Seele

Seele

Bye World

I Decided to Die a Long Time Ago#

I couldn't find a purpose, so I chose to leave. Maybe I was never truly whole.

My Birth#

I was born in a small village that was occasionally noisy but usually peaceful.

My grandfather was just like my father, at least in character.

The most painful memory for me is about my grandmother - she passed away when I was very young. According to relatives, she was killed by my grandfather. I remember that when I first picked up a paintbrush, I imagined a scene of my grandmother being beaten to the point of coughing up blood. That was my tragic artistic enlightenment.

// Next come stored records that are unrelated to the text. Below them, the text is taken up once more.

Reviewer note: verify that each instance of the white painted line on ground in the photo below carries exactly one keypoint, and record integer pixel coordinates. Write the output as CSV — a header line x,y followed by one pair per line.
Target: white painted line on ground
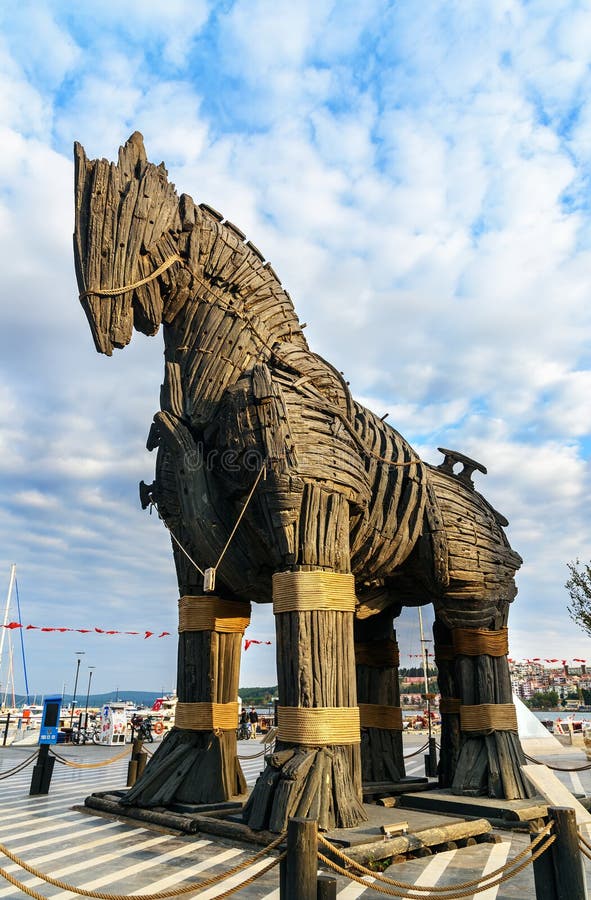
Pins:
x,y
52,841
119,874
41,862
354,890
163,883
577,783
235,880
115,856
37,825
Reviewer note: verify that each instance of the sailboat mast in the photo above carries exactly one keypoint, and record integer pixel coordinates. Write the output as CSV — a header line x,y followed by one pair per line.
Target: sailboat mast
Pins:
x,y
423,651
7,611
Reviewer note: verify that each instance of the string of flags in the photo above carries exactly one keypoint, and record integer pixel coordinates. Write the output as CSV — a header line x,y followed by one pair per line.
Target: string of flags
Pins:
x,y
146,634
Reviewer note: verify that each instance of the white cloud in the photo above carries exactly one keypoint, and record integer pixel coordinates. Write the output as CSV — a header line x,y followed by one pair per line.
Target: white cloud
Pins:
x,y
418,178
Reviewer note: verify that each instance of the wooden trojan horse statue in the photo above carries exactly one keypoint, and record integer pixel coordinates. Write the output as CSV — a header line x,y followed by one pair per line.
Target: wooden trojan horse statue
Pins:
x,y
276,486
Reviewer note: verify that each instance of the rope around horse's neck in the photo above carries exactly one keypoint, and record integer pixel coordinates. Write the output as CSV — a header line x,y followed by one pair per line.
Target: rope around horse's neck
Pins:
x,y
113,292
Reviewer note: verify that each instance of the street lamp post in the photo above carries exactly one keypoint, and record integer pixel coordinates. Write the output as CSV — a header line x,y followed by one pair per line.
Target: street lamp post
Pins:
x,y
79,653
90,669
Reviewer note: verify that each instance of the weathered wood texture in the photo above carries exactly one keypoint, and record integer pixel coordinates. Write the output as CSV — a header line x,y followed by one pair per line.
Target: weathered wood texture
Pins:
x,y
197,766
343,490
382,756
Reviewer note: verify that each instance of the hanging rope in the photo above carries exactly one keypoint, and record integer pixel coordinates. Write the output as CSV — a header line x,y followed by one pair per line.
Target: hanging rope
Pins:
x,y
106,762
213,569
114,292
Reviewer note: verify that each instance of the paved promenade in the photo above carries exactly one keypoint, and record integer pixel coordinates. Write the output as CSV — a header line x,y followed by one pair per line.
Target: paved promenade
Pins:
x,y
126,859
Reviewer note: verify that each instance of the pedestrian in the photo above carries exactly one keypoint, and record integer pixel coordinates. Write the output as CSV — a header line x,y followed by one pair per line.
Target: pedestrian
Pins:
x,y
253,718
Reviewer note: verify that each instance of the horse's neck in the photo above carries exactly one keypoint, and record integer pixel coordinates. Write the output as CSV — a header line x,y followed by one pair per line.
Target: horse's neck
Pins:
x,y
232,314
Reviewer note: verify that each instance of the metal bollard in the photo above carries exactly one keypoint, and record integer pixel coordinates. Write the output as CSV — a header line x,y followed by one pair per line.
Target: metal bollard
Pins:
x,y
566,856
42,771
544,875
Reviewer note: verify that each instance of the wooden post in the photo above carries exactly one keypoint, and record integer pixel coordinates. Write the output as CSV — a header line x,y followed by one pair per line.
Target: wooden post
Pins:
x,y
327,888
299,881
566,856
132,772
544,874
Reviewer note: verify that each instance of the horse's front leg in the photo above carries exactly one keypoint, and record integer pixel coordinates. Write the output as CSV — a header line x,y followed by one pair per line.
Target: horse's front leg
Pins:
x,y
197,762
315,771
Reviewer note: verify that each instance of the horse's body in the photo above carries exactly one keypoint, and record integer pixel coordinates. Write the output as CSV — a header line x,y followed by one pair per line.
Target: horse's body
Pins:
x,y
342,493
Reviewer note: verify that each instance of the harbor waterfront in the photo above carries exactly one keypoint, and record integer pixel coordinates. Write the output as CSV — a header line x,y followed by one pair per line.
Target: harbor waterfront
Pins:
x,y
60,838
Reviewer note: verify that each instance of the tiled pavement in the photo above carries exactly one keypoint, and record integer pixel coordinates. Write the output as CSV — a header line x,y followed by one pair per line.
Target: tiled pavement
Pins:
x,y
127,859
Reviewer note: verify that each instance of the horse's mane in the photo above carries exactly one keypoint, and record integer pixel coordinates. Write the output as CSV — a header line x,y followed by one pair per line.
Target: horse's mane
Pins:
x,y
236,271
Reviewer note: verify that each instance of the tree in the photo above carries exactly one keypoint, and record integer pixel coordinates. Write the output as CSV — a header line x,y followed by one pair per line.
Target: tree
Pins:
x,y
579,588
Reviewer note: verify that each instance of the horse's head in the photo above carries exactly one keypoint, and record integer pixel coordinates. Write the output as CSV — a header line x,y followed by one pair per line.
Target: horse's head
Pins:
x,y
127,226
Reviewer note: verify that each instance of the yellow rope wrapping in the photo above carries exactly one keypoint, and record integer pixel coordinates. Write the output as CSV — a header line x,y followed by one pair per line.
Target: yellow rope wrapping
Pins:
x,y
450,705
105,762
488,717
206,716
114,292
319,726
372,715
159,895
297,591
480,641
209,613
377,654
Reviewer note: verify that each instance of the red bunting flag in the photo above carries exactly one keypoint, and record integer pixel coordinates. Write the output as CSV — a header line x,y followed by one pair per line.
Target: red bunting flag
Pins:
x,y
249,641
61,629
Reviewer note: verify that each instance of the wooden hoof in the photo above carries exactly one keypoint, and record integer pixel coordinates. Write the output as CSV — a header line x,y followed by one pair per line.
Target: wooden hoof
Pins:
x,y
312,783
190,767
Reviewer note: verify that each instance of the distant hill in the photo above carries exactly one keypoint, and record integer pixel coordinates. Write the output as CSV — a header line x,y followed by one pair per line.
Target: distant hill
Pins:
x,y
256,696
140,698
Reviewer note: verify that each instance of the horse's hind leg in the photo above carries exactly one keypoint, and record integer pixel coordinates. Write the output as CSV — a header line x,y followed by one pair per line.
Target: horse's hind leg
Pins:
x,y
489,757
315,771
378,693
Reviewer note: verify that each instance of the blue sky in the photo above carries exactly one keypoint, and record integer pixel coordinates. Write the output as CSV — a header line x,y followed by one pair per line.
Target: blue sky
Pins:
x,y
418,175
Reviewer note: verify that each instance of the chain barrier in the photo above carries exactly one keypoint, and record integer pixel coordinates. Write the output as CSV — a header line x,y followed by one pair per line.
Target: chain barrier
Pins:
x,y
19,766
584,768
105,762
415,752
450,892
159,895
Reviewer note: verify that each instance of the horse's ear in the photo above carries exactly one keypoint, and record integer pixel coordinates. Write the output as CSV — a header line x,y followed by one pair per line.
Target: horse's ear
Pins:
x,y
133,151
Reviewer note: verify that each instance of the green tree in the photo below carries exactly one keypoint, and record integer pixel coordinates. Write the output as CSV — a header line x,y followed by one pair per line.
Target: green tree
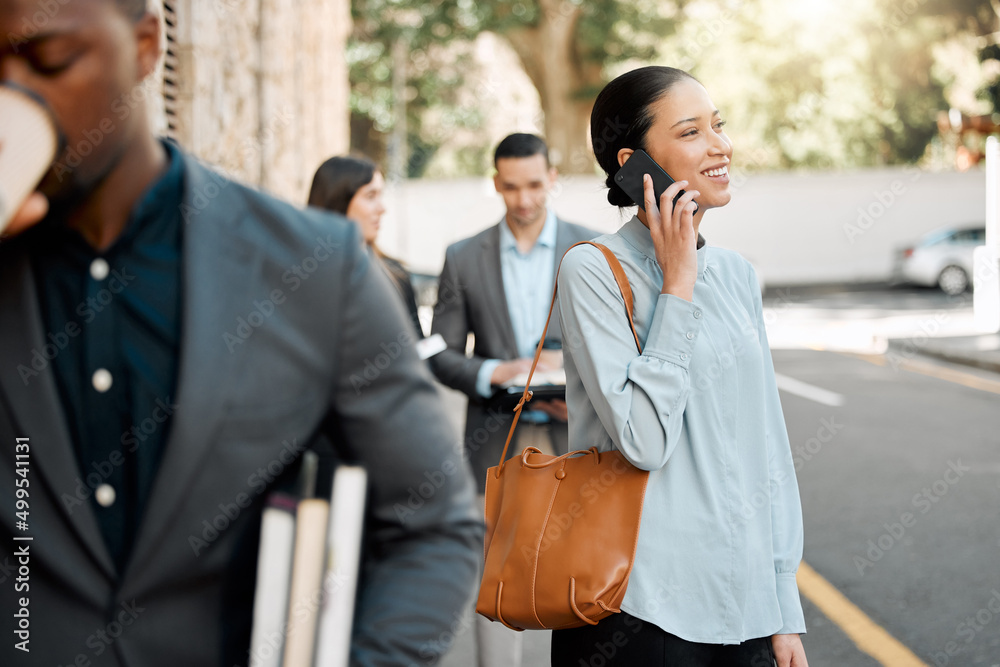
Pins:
x,y
564,47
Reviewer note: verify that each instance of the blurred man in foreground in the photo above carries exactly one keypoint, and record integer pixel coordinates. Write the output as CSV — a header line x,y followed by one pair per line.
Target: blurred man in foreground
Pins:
x,y
170,344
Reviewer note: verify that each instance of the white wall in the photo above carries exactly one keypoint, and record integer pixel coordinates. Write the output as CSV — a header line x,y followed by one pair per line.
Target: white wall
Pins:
x,y
796,228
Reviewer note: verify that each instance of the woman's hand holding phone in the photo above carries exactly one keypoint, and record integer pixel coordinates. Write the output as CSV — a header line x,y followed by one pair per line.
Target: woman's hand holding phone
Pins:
x,y
674,238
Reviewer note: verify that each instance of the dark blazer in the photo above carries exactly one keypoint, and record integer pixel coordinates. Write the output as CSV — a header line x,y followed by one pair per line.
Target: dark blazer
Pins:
x,y
332,368
471,299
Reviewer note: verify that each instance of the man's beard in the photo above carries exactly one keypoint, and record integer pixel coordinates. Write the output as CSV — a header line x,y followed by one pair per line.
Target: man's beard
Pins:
x,y
70,191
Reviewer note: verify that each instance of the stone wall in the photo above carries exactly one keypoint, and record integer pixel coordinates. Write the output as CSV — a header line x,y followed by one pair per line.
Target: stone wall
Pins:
x,y
261,87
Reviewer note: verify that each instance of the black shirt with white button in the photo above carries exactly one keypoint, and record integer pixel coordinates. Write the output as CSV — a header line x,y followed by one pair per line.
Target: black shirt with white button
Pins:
x,y
114,317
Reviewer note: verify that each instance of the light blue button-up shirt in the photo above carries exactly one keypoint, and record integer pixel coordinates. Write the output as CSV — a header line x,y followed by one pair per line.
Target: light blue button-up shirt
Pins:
x,y
720,538
527,284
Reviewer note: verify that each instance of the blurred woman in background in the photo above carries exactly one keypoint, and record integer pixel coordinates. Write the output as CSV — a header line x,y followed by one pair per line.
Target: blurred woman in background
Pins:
x,y
353,187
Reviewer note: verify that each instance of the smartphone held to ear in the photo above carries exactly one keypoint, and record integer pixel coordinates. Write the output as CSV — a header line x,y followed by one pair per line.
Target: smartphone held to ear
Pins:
x,y
29,140
630,179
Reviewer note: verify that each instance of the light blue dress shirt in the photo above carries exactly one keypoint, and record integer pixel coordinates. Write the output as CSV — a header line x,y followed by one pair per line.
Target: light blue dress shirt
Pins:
x,y
527,284
720,538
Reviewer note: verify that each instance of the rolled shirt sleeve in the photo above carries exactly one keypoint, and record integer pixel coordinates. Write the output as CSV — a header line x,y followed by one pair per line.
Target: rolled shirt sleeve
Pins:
x,y
639,397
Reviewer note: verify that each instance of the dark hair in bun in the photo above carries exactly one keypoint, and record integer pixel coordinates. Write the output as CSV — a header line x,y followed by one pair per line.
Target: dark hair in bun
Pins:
x,y
622,117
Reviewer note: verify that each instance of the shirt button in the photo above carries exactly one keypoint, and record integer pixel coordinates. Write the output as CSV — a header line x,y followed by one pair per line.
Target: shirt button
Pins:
x,y
102,380
105,495
99,269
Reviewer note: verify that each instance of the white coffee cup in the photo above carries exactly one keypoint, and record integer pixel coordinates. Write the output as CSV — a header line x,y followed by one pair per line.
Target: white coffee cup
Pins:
x,y
29,140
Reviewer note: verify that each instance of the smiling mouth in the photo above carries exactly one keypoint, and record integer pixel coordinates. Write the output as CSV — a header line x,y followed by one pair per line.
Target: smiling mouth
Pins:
x,y
721,171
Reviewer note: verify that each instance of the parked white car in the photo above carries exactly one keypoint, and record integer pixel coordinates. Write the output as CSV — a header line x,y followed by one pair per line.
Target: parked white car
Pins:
x,y
942,258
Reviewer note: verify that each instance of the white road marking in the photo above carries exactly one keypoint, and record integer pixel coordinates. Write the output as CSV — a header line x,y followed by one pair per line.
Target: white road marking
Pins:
x,y
811,392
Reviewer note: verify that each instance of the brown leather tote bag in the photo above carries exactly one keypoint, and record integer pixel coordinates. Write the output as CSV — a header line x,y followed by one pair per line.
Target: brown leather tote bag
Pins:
x,y
561,531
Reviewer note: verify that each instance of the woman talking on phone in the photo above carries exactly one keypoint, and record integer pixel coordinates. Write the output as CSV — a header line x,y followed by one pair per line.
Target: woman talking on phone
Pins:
x,y
720,539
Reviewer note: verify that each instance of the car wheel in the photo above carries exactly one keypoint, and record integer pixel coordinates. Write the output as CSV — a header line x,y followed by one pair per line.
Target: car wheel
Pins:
x,y
953,280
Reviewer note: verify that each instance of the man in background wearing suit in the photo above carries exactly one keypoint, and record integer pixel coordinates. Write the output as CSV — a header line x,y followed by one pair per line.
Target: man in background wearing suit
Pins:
x,y
497,285
171,342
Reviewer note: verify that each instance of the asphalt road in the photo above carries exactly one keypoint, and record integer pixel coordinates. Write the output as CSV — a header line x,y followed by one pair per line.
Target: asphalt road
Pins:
x,y
899,472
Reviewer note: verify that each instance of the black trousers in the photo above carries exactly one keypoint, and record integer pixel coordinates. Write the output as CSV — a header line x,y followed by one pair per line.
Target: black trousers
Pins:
x,y
621,640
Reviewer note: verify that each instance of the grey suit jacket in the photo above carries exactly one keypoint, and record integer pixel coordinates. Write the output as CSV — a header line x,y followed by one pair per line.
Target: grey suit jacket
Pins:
x,y
471,299
331,367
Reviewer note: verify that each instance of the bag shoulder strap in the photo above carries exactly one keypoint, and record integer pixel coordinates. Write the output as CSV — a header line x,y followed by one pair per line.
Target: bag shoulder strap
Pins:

As for my mother, her love surpassed all reason, which deeply moved me but also filled me with disappointment.

My Childhood#

The paternal elders couldn't take care of me, so I was entrusted to my maternal grandmother, which is commonly known as "returning to the mother's family." This was unusual in the countryside and inevitably led to gossip.

I lived near the old battlefield of the Huaihai Campaign and often found leftover bullets and rifles. So much so that when I was in junior high, I could still pick up unfired bullets on the roadside. They were useful things. Unfortunately, most of them disappeared when I took them to play with my fellow villagers.

Most of my childhood memories have become blurred, but there are still some memories that are unforgettable:

I watched the black-and-white Journey to the West, the colored Journey to the West, and the animated Journey to the West for a long time. With so many versions of Journey to the West to watch, I was still very happy.

In the winter before I started school, I suddenly felt very happy and took my grandmother to a small shop one kilometer away to buy a pack of firecrackers. We had a great time. That should have been the happiest moment of my life.

The first time I lied was in second grade because I didn't do my homework. That day, I was immersed in watching TV and lied that I had already done it. I pieced together the previous day's content. Although the content was the same, who would submit two half-filled sheets of paper as homework?

The first time I realized that reasoning couldn't solve everything was in second grade when I was bullied by a classmate. Even if I told the teacher, it wouldn't make a difference. Only when I fought back against the teacher would they punish me.

The first time I became addicted to a game was in fifth grade when I played Plants vs. Zombies. It was fun back then, and it's still fun now.

My Adolescence#

The influence of people is always profound during middle school. It was a departure from the immaturity of elementary school and ensured clear memories.

During junior high, my eyes revealed ignorance and confusion about the world. At that time, I felt confused but couldn't fully understand my own feelings. Later, I chose to take a break from school and transferred to a strict disciplinary school in the second year. There, I gradually adapted to the strict rules and found my own happiness. Getting along well with classmates, I experienced what is called "normal" during that time.

Junior high ended, and I got into the second-ranked high school, which was considered satisfactory.

But I don't want to mention it anymore. Those are some memories that made me collapse. And now I have other things to do.

My Youth#

Perhaps it refers to the present.

Unable to sleep all night, unable to sleep all day. I finally have to face the problems I've been avoiding for many years.

Who am I, where am I, what do I want to do?

I've spent 8 years searching for the answers to these questions, but unfortunately, I haven't found them yet.

I don't know my purpose, so I died. I don't think I'm a complete person.

A complete person can live on inertia, but I can only rely on the will of others.

So I Say#

I am someone who needs to be needed.

I am here.

I have nothing to do.


Perhaps I should die.

But first, I want to meet those friends I've never met before.

I don't even know if I'm ready. I really wish I could ask those friends who have passed away if they are in pain.